そうやって反省していれば、笑い声が上がる。
「あははは!じゃあ、決まりだ!バトルロイヤル決定!」
「蛇塚!?」
「女もいるし、女みたいなのもいるし・・・楽しもうぜ、凛道蓮!?」
〈だ、そうだ。無傷で済ませると思うなよ。〉
(こいつらは・・・・)
それで、場数を踏んでない私も察した。
(もう、引き返せないか―――――――――――)
「凛!」
「凛さん!」
「凛道!」
「うはははは!どうすんや~!?」
「そうだね。」
名前を呼ばれ、瑞希お兄ちゃんを見る。
彼はすでに、覚悟のできた目をしていた。
そんな瞳を見た後で、軽く息を吐く。
「無事ですまないのは、お互いさまだ。

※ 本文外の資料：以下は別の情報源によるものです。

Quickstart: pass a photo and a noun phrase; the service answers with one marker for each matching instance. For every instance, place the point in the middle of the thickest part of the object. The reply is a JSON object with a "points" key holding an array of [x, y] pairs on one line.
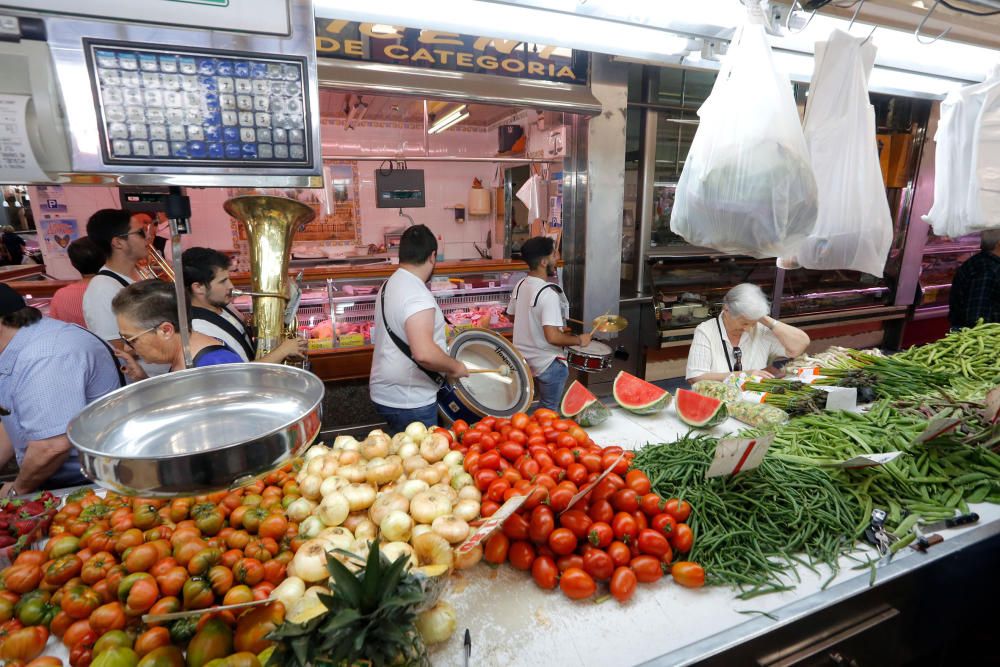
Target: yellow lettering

」
立ち上がり、構えた。
(本気でつぶすしかない。)
武術とは、体と一緒に心も鍛えるもの。
(守るためにも、戦わなきゃ!)
「カンナ!出口固めて逃がすな!円城寺、瑞希さんを守って戦え!ヤマトと可児と俺は、動ける奴らを全部つぶす!」
「「「「おう!」」」」
「俺を守るって、凛!?」
「捕まったんですから、ちゃんとお姫様して下さいよ!先輩?」
困ったように言う彼に、茶化しながらウィンクする。
それで顔を赤くして黙る瑞希お兄ちゃん。
(そういうお顔も素敵―!)
おかげで、元気をもらえた♪
「面白れぇ・・・!かかれ!殺せ!奴らの恥ずかしい姿、ネットでさらしてやれ!!」
「瑞希お兄ちゃんへの誘拐罪で、今回ばかりは手加減なしだ!戦意なくしても叩き潰せ。完膚(かんぷ)なきまでにだっ・・・・!」
リーダー二人の声を受けて、激突する両者。
「・・・・・・・凛。」
最後に、不穏な口調で物騒なことを宣言した弟に、嫌な感じで連れ達の悪い部分がブレンドされたと、思わずにはいられない瑞希だった。